Cons: The suddenness of the play may confuse people. Possibly.
Sorry to be such a killjoy, but being a young adult today is pretty tough – just not for the reasons you may think. It’s hard because the lack of meaning and connection in this world makes finding yourself incredibly difficult. It is an odd sensation of mania and numbness which I am sure many people can relate to – and a feeling that can hardly be expressed without sounding pathetic. Yet Jack Thorne does it impeccably in his new tale, Bunny.
A one-act, one-woman performance, Bunny plunges you into the mind of Katie (Catherine Lamb). Katie is a refreshing protagonist because the audience get the full scope of her character through her stream of consciousness. She’s likeable, but not in a way which presents her as wholly good. The audience get to know her darkest secrets, her intrusive thoughts and her greatest fears and because of that I was drawn to her. Katie is one of the most realistic characters I’ve seen on stage in a while, reflecting how brilliant the writing was.
Let me be clear: Thorne is a genius.

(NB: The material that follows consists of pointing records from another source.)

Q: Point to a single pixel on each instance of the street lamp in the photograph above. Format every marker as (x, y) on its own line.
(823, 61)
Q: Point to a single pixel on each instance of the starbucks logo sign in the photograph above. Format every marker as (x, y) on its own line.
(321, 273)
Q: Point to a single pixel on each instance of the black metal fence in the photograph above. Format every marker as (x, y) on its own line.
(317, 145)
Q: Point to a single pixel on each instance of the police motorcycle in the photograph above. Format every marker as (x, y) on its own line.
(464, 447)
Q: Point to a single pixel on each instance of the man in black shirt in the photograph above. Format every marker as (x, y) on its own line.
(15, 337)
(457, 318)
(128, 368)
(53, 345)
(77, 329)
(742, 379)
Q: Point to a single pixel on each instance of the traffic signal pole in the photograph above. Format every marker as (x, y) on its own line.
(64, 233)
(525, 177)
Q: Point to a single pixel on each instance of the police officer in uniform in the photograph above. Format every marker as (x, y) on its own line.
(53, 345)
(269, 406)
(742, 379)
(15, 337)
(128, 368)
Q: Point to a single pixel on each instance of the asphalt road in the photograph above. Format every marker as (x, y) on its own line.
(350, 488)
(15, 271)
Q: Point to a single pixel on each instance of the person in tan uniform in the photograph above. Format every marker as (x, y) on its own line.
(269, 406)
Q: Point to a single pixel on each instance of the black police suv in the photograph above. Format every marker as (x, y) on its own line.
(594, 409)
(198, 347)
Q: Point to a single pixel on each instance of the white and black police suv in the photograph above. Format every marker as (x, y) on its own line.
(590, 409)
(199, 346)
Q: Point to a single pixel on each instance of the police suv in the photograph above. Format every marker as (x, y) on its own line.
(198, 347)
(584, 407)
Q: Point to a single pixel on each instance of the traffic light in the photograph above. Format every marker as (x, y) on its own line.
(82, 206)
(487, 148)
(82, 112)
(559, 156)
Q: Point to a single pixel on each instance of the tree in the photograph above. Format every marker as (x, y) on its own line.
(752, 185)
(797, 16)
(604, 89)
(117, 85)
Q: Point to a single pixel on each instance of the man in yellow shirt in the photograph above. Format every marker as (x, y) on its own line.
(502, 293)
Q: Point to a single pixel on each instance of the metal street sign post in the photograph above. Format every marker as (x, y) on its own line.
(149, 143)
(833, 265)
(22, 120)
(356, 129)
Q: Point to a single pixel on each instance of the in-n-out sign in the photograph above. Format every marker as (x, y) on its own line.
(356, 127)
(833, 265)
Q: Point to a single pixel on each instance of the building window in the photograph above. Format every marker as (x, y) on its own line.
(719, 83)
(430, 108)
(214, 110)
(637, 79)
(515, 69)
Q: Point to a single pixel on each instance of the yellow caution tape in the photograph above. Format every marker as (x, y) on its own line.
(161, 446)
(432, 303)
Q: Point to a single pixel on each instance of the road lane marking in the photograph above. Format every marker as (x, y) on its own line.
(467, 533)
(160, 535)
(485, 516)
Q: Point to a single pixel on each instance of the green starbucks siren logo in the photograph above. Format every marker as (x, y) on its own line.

He deserves every single award he has been given. Through pure skill he managed to turn what was simply an account of a summer’s afternoon (albeit no ordinary afternoon as it involved a fight, car chase and siege) into an elaborate and detailed map of a character’s mind and a society which no longer seems to care. Every line was full of poetical depth.
At the same time credit has to be given to Lamb for an astounding performance. At no point during the production did I feel I was watching an actor on stage. She brought Katie to life as well as every other persona in Katie’s story. I don’t know how or where she got the energy, but Lamb managed to nail every line, movement, sound and lighting cue. I felt as if I was being retold a story by a friend, not watching a production. In addition the use of dynamic theatre, direct address and special effects really emphasised the power of theatre. This production will plunge you into another world… okay, Luton, but it seems like another world.
The only thing I think people may have a problem with in Bunny is its choppy nature. For those who don’t understand this feeling of delirious mania juxtaposed with stinging numbness, the fast-paced abruptness of the show may be jarring. However, for me it made sense. Especially the ending (which I won’t spoil) – a show like Bunny which looks at the relationship between people and isolation did not deserve a cliched ending. Bunny stayed true to itself ‘til the very end, and bowed out Katie in a realistic and fitting way.
So is it worth the £10 to £12 a ticket? Absolutely. Bunny is an edgy new show which will have you laughing as much as it will have you gripping your seat. Thorne’s writing coupled with Lamb’s performance is genius – and if that isn’t enough of a reason to go see the show The White Bear Pub below sells some crackin’ great food. For the price this is a night out you won’t forget any time soon.